Another analogy: This is three dimensional chess with moving pieces, and Deep Blue is nowhere to be found to help figure out what the next move should be.

This all kinda reminds me of that infamous 1979 cult classic, “The Warriors.”

If you know the movie, you remember that siren call: “WAR-YERS, come out and PLAY-AYY!!!”

But instead of the Gramercy Riffs and the Turnbull ACs, we’ve got the Googlers and the Facebookers and the Amazonians and the Applers.  Although imagining Mark Zuckerberg holding a Bowie knife kinda makes me laugh.

Get out your baseball bats, boys and girls, there’s gonna be a rumble!!

In any good rumble, though, you have to keep an eye out for the alliances that are forming –- they could be critical in the coming clash.

Facebook and Microsoft, which put in an early $150M stake, then FB’s acquisition of ConnectU, FriendFeed, Beluga, and a host of others.

Google, first with dMarc, Postini, DoubleClick, YouTube, and now their Motorola Mobility acquisition, which gives them an aggressive mobile and ITV set-top play (someone had to do something to revive the Google TV patient, who was dead on arrival at the Beverly Hills ER).

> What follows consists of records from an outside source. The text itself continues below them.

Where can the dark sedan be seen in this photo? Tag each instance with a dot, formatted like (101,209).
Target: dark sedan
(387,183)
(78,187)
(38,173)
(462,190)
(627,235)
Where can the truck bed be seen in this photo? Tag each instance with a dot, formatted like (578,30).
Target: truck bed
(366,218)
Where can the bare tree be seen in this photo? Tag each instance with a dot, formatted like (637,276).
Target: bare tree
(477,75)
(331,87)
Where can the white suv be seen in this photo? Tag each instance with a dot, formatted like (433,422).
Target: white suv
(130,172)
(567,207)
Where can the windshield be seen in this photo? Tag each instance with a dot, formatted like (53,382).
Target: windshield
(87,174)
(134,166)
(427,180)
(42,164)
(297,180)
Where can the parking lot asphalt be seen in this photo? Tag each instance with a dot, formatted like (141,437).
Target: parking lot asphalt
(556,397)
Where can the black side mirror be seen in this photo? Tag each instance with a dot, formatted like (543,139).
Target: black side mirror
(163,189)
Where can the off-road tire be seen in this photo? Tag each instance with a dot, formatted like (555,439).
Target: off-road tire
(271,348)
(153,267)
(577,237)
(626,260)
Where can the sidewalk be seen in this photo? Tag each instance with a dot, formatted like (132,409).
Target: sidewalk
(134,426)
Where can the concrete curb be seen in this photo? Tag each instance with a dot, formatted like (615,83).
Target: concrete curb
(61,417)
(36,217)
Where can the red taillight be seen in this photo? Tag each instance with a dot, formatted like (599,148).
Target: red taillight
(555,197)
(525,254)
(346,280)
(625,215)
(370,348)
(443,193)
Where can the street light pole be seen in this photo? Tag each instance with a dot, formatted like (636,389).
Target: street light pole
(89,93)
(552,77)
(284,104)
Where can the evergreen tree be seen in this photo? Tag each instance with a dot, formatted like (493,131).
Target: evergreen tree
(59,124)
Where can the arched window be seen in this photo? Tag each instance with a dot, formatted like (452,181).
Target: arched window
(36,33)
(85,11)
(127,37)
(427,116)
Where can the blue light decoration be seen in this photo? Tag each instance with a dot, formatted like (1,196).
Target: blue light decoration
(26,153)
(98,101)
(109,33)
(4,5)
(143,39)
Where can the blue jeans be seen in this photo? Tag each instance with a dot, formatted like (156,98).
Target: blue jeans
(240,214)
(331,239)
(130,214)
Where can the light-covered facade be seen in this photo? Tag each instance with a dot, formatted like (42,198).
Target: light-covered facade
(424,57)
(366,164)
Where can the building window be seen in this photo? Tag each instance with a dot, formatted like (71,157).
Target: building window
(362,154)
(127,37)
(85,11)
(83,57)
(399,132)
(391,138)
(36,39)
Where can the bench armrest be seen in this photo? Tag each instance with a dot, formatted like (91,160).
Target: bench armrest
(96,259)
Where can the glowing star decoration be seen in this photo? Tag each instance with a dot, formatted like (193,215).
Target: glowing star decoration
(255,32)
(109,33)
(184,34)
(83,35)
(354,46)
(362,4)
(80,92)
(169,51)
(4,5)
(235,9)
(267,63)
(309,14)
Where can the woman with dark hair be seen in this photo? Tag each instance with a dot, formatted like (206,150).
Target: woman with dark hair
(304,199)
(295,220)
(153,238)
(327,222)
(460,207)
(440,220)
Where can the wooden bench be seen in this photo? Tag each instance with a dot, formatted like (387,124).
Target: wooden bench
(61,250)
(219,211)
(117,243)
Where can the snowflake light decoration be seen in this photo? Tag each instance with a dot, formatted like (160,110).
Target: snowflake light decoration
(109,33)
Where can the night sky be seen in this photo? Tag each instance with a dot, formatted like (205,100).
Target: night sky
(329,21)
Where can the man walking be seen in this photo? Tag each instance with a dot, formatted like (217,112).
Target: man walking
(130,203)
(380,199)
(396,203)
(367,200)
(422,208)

Amazon, with their acquisition spree of Zappos, Audible, Woot, Lovefilm, the Book Depository, and a host of other vertical commerce and entertainment plays and formidable portfolio of credit-card carrying members (including me) who are loyal to a fault.

Apple, with their vertical integration and fortress-like wall around their hardware and software, not to mention their PR office and social media team and brilliant business development in music and entertainment (maybe Steve Jobs could go teach the President a thing or two about negotiating?)

Apple’s competitive differentiation is the Great Wall of Apple. Steve Jobs doesn’t have  to get along with the other kids in the sandbox — his is only big enough for one genius!

Me, I’ve never been an operating system one-trick pony, and so I figure I’ll play the same quadfecta for the looming platform knife fight.

I’m on Google+ and use Google search every day; I use Facebook to keep in touch with people from high school I hoped I’d never hear from again; I have several Macs, 4 iPods, an iPad, and an Apple TV, and I still don’t know how to get my music from one machine over to another; and Amazon…well, I wouldn’t short that stock anytime soon, as I’m sure I’ve probably given them more sheckels than any of the other platform warriors over the years.

Yes, it’s gonna be a wild ride out to Coney Island.  Director Tony Scott in 2008 suggested he was going to make a remake of “The Warriors,” only this time he said the movie would take place in Los Angeles and would feature thousands of gangs.

Methinks he might want to consider moving the setting up to Silicon Valley and settle for four Goliaths instead of a few thousand Davids.